Ce que ça change en termes d’économie et de critiques
Geler l’âge de départ à la retraite pourrait avoir des répercussions notables pour l’Italie. D’après certaines estimations, supprimer l’indexation pourrait coûter environ 0,4 point du PIB au pays d’ici 2040. La dette publique pourrait ainsi grimper pour atteindre 139 % du PIB en 2031, contre une prévision actuelle de 132 %. Claudio Durigon, sous-secrétaire d’État au Travail et membre de la Lega, n’hésite pas à qualifier le mécanisme actuel de « politique brutale envers les travailleurs ».
Giancarlo Giorgetti, ministre des Finances, a expliqué que l’idée de suspendre ce mécanisme est « encore en discussion » et que toute décision devra prendre en compte « la situation économique globale ». De son côté, Tito Boeri, ancien président de l’Istat, met en garde en soulignant que modifier ce système pourrait avoir de grandes répercussions sur la dette publique.
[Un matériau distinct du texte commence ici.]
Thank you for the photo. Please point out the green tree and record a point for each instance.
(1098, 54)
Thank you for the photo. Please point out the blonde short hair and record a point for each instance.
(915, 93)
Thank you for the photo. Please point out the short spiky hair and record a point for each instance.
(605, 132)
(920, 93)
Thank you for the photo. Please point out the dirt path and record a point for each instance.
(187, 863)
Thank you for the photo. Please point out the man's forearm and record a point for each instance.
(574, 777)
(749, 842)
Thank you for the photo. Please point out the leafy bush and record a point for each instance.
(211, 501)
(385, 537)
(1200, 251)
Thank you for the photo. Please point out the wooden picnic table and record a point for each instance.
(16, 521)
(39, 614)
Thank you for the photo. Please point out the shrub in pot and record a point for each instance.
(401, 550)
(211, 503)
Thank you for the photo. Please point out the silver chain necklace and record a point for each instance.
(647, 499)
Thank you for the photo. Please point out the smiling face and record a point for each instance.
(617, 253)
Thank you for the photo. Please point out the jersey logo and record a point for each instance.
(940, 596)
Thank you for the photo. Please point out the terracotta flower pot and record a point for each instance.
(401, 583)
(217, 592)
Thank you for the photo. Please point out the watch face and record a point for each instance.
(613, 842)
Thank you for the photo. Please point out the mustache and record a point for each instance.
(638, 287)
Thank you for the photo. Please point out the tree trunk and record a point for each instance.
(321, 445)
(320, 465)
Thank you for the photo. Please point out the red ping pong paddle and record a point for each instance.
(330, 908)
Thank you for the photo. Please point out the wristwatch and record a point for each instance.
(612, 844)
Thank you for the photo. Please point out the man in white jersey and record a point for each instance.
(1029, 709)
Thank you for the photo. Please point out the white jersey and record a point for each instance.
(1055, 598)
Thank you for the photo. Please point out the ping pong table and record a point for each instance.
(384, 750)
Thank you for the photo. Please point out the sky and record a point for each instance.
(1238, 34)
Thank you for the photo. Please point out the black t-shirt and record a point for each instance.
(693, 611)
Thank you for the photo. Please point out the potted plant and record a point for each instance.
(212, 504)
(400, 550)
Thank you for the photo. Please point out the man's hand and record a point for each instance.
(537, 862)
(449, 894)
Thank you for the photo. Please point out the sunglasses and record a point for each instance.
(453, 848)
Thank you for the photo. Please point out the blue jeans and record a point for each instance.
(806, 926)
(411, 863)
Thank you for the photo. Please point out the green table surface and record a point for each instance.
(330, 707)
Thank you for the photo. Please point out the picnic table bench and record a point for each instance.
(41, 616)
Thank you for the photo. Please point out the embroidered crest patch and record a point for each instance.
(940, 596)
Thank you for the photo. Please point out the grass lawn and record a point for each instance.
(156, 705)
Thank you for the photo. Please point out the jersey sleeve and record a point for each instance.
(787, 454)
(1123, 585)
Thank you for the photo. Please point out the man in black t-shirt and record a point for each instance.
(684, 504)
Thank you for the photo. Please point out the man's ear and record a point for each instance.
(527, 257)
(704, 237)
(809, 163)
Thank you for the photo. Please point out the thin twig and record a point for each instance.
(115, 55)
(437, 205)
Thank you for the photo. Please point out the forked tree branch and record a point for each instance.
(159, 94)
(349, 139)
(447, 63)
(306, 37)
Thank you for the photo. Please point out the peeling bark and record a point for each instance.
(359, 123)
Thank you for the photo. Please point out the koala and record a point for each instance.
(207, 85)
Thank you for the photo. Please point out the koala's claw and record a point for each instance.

Les points de vue des différents acteurs
Le débat sur ce gel rassemble de nombreux acteurs politiques et sociaux. Giorgia Meloni est ouverte à revoir le mécanisme actuel, tandis que Giancarlo Giorgetti pense à suspendre le relèvement automatique jusqu’en 2029. Les syndicats et le parti d’extrême droite Ligue défendent fermement cette idée, en insistant sur les difficultés que rencontrent notamment les travailleurs âgés dans le secteur industriel.
Parallèlement, Tito Boeri rappelle que « ce mécanisme a une grande valeur et ne doit pas être modifié », avertissant que changer les règles pourrait nuire à la crédibilité économique du pays.
Un défi démographique de taille
L’Italie doit faire face à une baisse rapide de sa population, avec un taux de fécondité tombé à seulement 1,2 enfant par femme. Le vieillissement de la population accentue les problèmes liés au financement des retraites. Dans ce climat délicat, chaque décision concernant le système de retraite prend une importance particulière pour préserver sa viabilité.